Comment by danso

9 years ago

It'd be hard to say what most users prefer. I would venture to guess that we're all conditioned to vote before collapsing comments simply because we've never had the option to collapse comments until today. So behavior preferences will change over time.

However, I'll hypothesize that it's preferable (overall) to have more friction on collapsing comments. A lot of great discussion happens in response to even a mediocre top-level comment, and forcing the user to take a few extra moments to skim the child-comments will increase the serendipitous discovery of these nested gems. Furthermore, the problem of a mediocre top-level comment with mediocre nested comments being at the actual top of the discussion is mitigated by the ability for people to downvote the thread, as has been done (with varying levels of efficacy) until today.

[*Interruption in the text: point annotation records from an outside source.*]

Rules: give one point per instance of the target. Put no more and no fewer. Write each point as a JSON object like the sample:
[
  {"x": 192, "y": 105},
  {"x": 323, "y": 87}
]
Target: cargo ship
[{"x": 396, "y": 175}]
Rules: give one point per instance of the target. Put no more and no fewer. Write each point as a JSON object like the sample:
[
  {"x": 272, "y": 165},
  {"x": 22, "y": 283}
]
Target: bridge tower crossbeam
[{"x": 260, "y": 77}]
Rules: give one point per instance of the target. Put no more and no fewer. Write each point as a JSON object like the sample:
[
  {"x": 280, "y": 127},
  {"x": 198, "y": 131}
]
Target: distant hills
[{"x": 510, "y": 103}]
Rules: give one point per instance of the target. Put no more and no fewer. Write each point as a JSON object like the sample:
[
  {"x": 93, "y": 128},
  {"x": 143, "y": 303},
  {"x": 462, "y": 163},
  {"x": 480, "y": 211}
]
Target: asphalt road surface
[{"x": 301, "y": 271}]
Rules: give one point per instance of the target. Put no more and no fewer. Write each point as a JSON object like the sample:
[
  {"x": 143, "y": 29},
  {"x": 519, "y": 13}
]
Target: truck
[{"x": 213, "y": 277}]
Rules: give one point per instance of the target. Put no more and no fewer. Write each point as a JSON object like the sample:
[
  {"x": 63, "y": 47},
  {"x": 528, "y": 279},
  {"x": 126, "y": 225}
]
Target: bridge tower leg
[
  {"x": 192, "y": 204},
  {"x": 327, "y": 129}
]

> . . . forcing the user to take a few extra moments to skim the child-comments will increase the serendipitous discovery of these nested gems.

Excellent phrasing. As a fairly long-time user who lurks more than he comments, I can concur that much of the best conversation I've read and participated in happened to be such nested gems. Serendipitous, indeed.

>A lot of great discussion happens in response to even a mediocre top-level comment, and forcing the user to take a few extra moments to skim the child-comments will increase the serendipitous discovery of these nested gems.

Is this actually data-driven or just a guess on your part? My experience is that a mediocre comment rarely ever gets good replies.

  • Anecdotal; comment vote scores aren't exposed so I'm not sure if an analysis is possible, even with what's been loaded on to BigQuery [0].

    Maybe "mediocre" is the wrong word, as it implies an absolute judgment (on some non-existent scale of "quality"). I guess my intuition is derivative of the "don't judge a book by its cover", in that even if a submitted and upvoted story is not something I feel like reading, I still might read the comments to see the discussion.

    Maybe someone internal to HN can do a quick calculation of how many child-comments surpass their parents (while accounting for the differences in visibility).